Há alguns dias, li, na Gazeta do Tatuapé, que o hospital onde nasci, já desativado há anos, foi vítima de um incêndio criminoso. Aquela massa de concreto, com janelas faltando assim como faltam nuvens no céu do deserto, ali, na foto, estática, mais cinza do que nunca, chegando a atingir tons negros; e tão tenebrosa, em alguns ângulos, como a intensidade do fogo que consumiu suas paredes.

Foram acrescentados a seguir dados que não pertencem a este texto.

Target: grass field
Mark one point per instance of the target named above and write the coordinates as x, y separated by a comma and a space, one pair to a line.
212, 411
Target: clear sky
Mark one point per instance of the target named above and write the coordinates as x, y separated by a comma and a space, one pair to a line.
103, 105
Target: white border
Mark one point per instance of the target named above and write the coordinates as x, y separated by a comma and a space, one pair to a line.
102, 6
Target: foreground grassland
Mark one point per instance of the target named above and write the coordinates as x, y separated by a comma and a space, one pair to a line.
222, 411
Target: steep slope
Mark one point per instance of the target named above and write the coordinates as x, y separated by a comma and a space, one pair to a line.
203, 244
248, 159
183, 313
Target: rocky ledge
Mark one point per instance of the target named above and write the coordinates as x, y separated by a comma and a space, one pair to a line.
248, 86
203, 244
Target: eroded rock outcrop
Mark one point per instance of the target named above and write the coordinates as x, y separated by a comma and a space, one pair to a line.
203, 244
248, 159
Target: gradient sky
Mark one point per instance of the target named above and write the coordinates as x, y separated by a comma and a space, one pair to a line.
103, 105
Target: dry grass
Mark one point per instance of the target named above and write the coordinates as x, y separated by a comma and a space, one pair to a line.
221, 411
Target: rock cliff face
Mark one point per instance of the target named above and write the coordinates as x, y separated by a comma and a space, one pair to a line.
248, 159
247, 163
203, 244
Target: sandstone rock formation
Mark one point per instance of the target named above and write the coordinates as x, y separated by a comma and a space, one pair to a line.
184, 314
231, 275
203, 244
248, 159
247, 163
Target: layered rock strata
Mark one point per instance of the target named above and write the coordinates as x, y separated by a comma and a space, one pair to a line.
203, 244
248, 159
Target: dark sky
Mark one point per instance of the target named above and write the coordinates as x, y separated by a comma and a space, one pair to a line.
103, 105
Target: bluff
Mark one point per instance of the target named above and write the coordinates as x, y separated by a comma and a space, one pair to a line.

Segundo o jornal, os responsáveis foram moradores de rua – da mesma rua que acolheu o hospital, tal qual ele acolheu mães e filhos; mães como a minha, filhos como eu. Hoje, constroem-se prédios e vidas com a mesma facilidade com que é possível derrubá-los.
Pergunto-me: “O que teria feito aquela montanha, hoje sombria, com suas paredes ásperas, mas resistentes, tornar-se alvo do fogo?”. Reles vandalismo, a resposta mais provável, não me satisfaz. Talvez a externalização da ira ou a busca por calor em uma cidade cada vez mais fria. O fato, que é o importante, afinal, é que cinzas caem quando o vento sopra por entre os corredores esburacados, escuros, com pintura descascada e farelos de concreto no chão. A placa que ainda encontra forças para pedir “silêncio” nunca foi tão desrespeitada. O uivo ecoante nos quartos sem cama descortina um ambiente sem cortinas, mas com esperança, pois, apesar do tempo e de seus agentes, lá está o prédio: Em pé, o número 84 da rua Doutor Raul da Rocha Medeiros, apenas esperando quem queira recompensar sua valentia – de braços abertos, assim como quem lhe emprestou o nome.
Quantos mais deixaram de nascer sob cuidados médicos, e em ambiente de tamanha alvura? Quantos segredos as portas que restaram não deixam de guardar, todos os dias? Quem passa pela rua, certamente não vê beleza na velha estrutura. Pobres coitados! Ah, se soubessem o quanto aquele edifício aspira a cuidar deles, novamente, como uma mãe abraça um filho, nos minutos pós-parto! Mas… Não! Preferimos construir e reconstruir nossas vidas à olhar para trás e reconhecer que, um dia, alguém adiou sua própria construção para colocar alguns tijolos na nossa.
Para ouvir: “If This Is Goodbye” e “You and Me”, da banda Lifehouse.